A polícia pode proporcionar todos os tipos de bens, e uma polícia pode ser infinitamente preferível a uma outra. Isso não muda sua natureza, que é a única coisa aqui que está em questão. O regime da opinião sondada e da exibição permanente do real é hoje a forma comum da polícia nas sociedades ocidentais. A polícia pode ser doce e amável. (RANCIÈRE, 1996, p. 43)

Já a política, para Rancière, será um conjunto de atos, em oposição à ordem, os quais rompem com uma configuração que exclui parte da parte. Nesta direção, a política seria efetivamente política quando houvesse um deslocamento do lugar social de um grupo a um outro lugar a qual este grupo não pertencia.

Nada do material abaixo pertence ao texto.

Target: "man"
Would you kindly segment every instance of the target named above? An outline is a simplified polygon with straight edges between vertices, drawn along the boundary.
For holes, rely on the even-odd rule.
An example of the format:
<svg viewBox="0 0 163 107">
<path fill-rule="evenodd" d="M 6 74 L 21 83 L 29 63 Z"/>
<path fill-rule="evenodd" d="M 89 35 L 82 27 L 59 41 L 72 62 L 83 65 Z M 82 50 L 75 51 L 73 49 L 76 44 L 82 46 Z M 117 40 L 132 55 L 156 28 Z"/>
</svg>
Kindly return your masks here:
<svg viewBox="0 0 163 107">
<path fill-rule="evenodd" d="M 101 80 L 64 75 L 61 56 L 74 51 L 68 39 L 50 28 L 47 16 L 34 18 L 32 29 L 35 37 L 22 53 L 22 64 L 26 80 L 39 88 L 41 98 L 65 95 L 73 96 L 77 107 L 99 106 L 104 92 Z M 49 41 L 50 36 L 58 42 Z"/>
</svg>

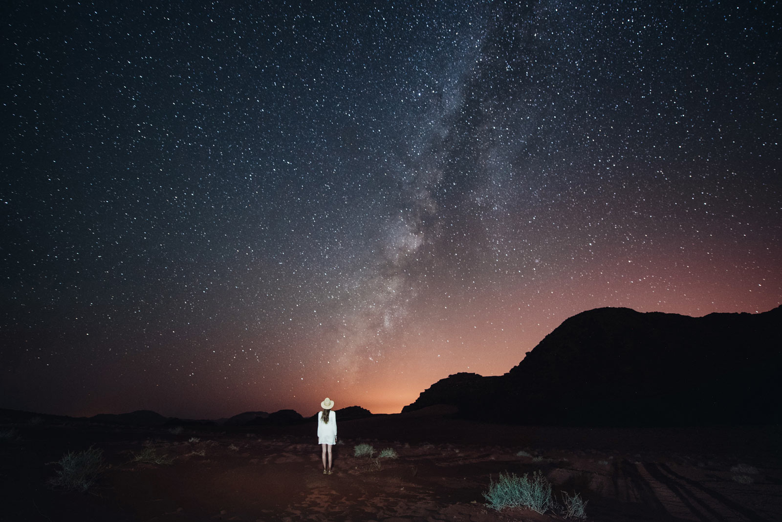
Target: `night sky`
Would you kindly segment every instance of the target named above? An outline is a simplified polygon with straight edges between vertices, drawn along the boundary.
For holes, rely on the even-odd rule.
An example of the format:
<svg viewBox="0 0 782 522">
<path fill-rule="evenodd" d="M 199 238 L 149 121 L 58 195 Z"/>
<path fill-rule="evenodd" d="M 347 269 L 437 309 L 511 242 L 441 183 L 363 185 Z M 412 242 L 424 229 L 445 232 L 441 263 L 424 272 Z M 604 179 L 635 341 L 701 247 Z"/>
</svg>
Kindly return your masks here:
<svg viewBox="0 0 782 522">
<path fill-rule="evenodd" d="M 4 2 L 0 407 L 395 413 L 782 302 L 776 2 L 418 3 Z"/>
</svg>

Proponho agora reservar o nome de política a uma atividade bem determinada e antagônica à primeira: a que rompe a configuração sensível na qual se definem as parcelas e as partes ou sua ausência a partir de um pressuposto que por definição não tem cabimento ali: a de uma parcela dos sem-parcela. Essa ruptura se manifesta por uma série de atos que reconfiguram o espaço onde as partes, as parcelas e as ausências de parcelas se definiam. A atividade política é a que desloca um corpo do lugar que lhe era designado ou muda a destinação de um lugar; ela faz ver o que não cabia ser visto, faz ouvir um discurso ali onde só tinha lugar o barulho, faz ouvir como discurso o que só era ouvido como barulho. (RANCIÈRE, 1996, p. 42)

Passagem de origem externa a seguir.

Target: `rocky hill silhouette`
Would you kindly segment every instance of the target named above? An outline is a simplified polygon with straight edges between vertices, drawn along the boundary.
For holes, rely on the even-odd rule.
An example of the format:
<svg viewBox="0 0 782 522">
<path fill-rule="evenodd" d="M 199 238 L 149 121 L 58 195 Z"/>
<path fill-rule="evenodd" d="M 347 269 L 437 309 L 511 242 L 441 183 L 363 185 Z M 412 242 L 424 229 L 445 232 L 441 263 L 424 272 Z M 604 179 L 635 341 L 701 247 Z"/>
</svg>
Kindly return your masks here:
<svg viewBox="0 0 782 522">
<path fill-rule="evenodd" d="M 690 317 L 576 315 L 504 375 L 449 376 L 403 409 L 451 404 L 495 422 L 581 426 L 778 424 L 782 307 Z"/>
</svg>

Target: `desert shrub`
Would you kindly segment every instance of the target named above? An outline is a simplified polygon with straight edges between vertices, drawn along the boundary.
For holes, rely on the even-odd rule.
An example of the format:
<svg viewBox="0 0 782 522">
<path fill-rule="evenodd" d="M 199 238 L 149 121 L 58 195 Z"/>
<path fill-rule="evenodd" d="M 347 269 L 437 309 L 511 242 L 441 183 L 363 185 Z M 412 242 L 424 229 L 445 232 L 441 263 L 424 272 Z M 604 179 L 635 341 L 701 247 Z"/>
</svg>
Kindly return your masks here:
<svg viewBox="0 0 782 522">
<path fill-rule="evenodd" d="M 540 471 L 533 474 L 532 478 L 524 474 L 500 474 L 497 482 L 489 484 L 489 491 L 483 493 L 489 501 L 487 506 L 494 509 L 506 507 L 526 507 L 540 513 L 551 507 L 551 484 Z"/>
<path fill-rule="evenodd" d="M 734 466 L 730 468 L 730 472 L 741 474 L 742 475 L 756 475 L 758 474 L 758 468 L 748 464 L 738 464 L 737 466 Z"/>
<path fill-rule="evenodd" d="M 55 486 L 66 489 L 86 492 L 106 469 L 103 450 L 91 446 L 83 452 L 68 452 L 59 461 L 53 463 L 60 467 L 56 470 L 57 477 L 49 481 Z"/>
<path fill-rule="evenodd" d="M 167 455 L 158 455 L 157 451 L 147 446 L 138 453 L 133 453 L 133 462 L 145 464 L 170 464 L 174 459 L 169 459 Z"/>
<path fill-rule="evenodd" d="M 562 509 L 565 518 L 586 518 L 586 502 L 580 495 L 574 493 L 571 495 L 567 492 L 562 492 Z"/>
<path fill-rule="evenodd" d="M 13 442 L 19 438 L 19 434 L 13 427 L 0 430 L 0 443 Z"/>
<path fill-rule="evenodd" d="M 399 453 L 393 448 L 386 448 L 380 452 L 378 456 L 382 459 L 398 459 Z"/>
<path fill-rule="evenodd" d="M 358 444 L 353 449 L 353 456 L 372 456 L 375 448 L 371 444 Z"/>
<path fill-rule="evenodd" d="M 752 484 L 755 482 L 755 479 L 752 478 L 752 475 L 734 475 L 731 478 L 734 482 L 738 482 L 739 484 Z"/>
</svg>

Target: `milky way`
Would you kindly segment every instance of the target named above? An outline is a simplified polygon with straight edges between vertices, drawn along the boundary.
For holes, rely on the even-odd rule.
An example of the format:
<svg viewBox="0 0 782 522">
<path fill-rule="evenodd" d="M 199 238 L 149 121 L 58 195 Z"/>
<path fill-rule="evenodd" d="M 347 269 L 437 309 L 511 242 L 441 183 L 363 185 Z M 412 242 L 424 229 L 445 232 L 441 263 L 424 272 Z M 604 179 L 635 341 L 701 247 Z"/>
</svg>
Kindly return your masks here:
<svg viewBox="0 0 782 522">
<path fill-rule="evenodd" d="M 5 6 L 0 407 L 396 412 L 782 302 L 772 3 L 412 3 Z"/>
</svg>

Observadas em conjunto, as ações promovidas em prol da inclusão do negro, ao manifestar sua afirmação de pertencimento, seriam um exemplo de um

74 movimento com característica política. Todavia, é fato que ainda existe um considerável caminho a se percorrer para que de fato possamos afirmar que houve uma ruptura no real, resultando no deslocamento do lugar social do negro.